Kısır Döngüyü Kırmak
Hiç kuşkusuz “Çıkış 8″in üç farklı karakter üzerinden üç bölümde anlatılması, filmin en dikkat çeken yönlerinden bir tanesi. Zira tek bir mekanda geçen ve sürekli tekrara dayanan filmin zaten hazmı zor bir çizgide ilerlediği ortada. Bir de bu durumun aynı karakter üzerinden gerçekleşmesi bir noktadan sonra izleyiciyi tamamen bunaltabilirdi. Ancak üç bölümden oluşan bu yapı sayesinde, tekrarlardan kaynaklanan monotonluk kırılıyor ve farklı karakterlerin birbirleriyle olan teması, hikayeye dinamizm katıyor. Bu üçlünün hikâyesi yavaş yavaş yükselen bir tempoyla ilerlerken başkarakterin “baba olma” fikrini kabullenerek hayata yeniden tutunması ve yaşamı kucaklaması, filmin umut vadeden sonunu oluşturuyor.
Yönetmen, bu karmaşık duygusal yolculuğu aktarırken korku ve psikolojik gerilim unsurlarını ustalıkla harmanlıyor. Üstelik film, bir korku filminde görmekten bıktığımız cin, hayalet veya vampir gibi korku ögelerinden sıyrılarak, günümüz insanının ruh halindeki sıkışmışlığı temel alan özgün bir korku dili oluşturmaya çabalıyor. Bunu yaparken kült korku filmlerine göndermelerde bulunmayı da ihmal etmiyor. Modern dünyanın getirdiği yoğun çalışma temposu, yalnızlık ve duygusal ilişki yoksunluğu gibi sorunların yarattığı boşluğu ve bu boşluktan çıkış arayışını sembolik bir dille anlatan film, sadece Japonya’ya değil tüm dünyaya hitap eden evrensel bir dil tutturmayı başarıyor.

Bilgisayar Ekranından Sinema Perdesine
Filmin görsel estetiği, uyarlandığı video oyununa olan sadakatiyle dikkat çekiyor.

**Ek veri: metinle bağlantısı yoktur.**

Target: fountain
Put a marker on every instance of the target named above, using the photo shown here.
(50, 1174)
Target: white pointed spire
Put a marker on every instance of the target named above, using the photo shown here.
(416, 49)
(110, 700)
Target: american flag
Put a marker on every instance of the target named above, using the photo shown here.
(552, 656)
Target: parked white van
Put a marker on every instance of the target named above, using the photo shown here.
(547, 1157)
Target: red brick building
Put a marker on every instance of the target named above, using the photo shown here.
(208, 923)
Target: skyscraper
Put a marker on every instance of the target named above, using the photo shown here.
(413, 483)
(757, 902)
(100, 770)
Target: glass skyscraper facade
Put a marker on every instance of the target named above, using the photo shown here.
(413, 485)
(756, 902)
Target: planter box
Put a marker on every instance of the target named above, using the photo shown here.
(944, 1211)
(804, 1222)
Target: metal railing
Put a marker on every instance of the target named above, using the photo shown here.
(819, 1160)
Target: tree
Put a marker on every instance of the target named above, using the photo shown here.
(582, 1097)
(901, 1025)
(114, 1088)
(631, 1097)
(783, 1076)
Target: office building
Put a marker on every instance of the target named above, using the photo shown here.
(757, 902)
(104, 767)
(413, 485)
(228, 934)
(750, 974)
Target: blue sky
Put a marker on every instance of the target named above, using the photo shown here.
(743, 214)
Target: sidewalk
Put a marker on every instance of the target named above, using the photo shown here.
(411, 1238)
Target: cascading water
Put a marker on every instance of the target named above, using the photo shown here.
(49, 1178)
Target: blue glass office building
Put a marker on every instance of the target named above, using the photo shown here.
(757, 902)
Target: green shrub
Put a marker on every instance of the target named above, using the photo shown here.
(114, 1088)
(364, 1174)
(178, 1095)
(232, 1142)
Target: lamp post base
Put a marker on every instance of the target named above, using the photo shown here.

Özellikle filmin başında, karakterin gözünden izlediğimiz birinci şahıs kamera açısı, oyunun hayranları için de hoş bir detay olarak dikkat çekmeyi başarıyor. Yönetmen, oyunun atmosferini ve mekânlarını neredeyse birebir sinema perdesine aktarmakla kalmıyor, aynı zamanda yeni ögeler ekleyerek bu uyarlamayı geliştiriyor ve hem oyunu anımsatan hem de yepyeni bir soluk getiren bir dünya yaratıyor.
Korku sineması söz konusu olduğunda defalarca aynı şeyleri izlemekten sıkılan izleyicilere defalarca aynı şeyi izlettirirken farklı olmayı başaran, cesur ve dikkat çekici bir eser olan “Çıkış 8″, sadece basit bir korku filmi olmanın ötesine geçerek, insan ruhunun derinliklerine inen ve hayatın anlamına dair sorular soran etkileyici bir yapım olarak rüşdünü ispatlıyor.